As for the navy, its advance to meet the army in its seaward movement should be even more simple and natural. The character of its work has always tended to bring home to it, much more than to the army, the need of duality. From very early days it has felt how one-handed it is without a military force acting in conjunction with it to drive home its blows, and so real was the need, that seeing how completely the army was divorced from it, it was driven to providing a military force of its own. We see the happy result in the undying achievements and high efficiency of the Royal Marines, and we see the same tendency still struggling for fuller expression in the more modern efforts to make every bluejacket as far as possible a soldier fit to serve ashore. So far indeed have the sailors gone back to that old amphibiousness in which their glory was founded, so keen is their growing sense of the unity of British warfare, that it would probably require but a little work in the right spirit for them to welcome the new force as part of themselves and to cherish it as their right hand. This once done the end would practically be achieved. The spirit already so strong in the navy would soon spread like leaven from the expeditionary force to the whole army. The sense of unity, and mutual support, of brotherhood, and interdependence, would become the moving spirit of both services in all ranks, so that in good time soldier and sailor would feel their highest confidence when serving together and no general would care to design a campaign without an admiral at his elbow.
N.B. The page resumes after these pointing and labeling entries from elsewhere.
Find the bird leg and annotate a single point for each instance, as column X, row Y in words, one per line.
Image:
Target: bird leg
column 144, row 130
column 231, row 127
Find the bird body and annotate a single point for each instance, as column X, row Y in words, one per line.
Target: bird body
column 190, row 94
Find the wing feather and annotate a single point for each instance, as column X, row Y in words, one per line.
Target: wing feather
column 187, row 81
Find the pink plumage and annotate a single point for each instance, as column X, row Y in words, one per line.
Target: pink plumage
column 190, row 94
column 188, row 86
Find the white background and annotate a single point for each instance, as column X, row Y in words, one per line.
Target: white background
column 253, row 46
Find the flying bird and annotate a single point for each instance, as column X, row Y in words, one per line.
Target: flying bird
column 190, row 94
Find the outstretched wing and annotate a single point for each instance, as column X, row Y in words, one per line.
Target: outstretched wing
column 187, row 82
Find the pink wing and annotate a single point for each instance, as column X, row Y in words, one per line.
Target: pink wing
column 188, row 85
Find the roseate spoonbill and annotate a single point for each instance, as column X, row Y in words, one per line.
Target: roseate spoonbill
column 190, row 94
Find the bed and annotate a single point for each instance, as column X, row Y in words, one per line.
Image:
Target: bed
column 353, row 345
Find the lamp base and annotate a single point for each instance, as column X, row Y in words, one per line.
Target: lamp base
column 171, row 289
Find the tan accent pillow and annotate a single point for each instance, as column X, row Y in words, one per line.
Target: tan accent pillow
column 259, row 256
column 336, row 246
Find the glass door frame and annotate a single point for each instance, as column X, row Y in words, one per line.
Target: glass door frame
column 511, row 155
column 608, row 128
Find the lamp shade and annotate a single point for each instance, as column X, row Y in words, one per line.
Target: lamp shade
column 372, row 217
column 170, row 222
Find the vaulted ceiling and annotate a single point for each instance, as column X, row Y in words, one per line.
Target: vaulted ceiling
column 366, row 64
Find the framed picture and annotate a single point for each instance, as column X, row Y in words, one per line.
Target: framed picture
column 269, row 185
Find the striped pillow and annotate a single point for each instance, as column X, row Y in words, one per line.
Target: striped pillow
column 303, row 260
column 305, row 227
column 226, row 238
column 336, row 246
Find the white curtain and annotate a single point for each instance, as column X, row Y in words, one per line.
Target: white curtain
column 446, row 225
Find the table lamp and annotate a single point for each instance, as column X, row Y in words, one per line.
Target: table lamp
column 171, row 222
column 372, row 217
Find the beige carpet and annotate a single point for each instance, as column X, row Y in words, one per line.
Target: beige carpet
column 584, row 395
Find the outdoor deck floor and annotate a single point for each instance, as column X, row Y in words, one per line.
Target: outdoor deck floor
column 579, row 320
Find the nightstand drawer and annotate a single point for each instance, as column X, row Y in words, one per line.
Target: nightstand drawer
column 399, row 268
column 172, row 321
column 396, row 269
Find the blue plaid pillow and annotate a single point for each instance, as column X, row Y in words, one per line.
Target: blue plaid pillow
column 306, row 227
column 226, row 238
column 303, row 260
The gain to the country would be no less great than the gain to the services. No longer would the question of national defence be confused to the extent to which it is now, with the difficulty of reconciling the conflicting claims, duties and ideas of the two services, nor would the country have to pay for so much of the work being done twice over along those lines where, from the very conditions of our national existence, it is impossible that the functions of an acutely differentiated army and navy should not overlap. Furthermore, an end would be put to that vain competition with the great military systems of the continent which have led to nothing but confusion and useless expense, to mistrust at home and contempt abroad. It has always been from within that have come the great reforms in method, and organisation, both in the navy and the army, which have led us to our most resounding success, and which have raised out reputation for war to its highest points. Let us, then, turn in again upon ourselves for guidance, let us take our stand once more on the inherent conditions of our existence and seek to develop for ourselves with a single eye to our peculiar needs and advantages that unity of land and sea upon which an island power and maritime Empire alone can rest unshaken in peace or war. Above all, we should be on our way to changing an army which the people feel instinctively is an imitation of something we do not require and cannot use, into a force which like our navy, no one but ourselves possesses and whose incalculable power of offence and disturbance no continental power could regard with indifference.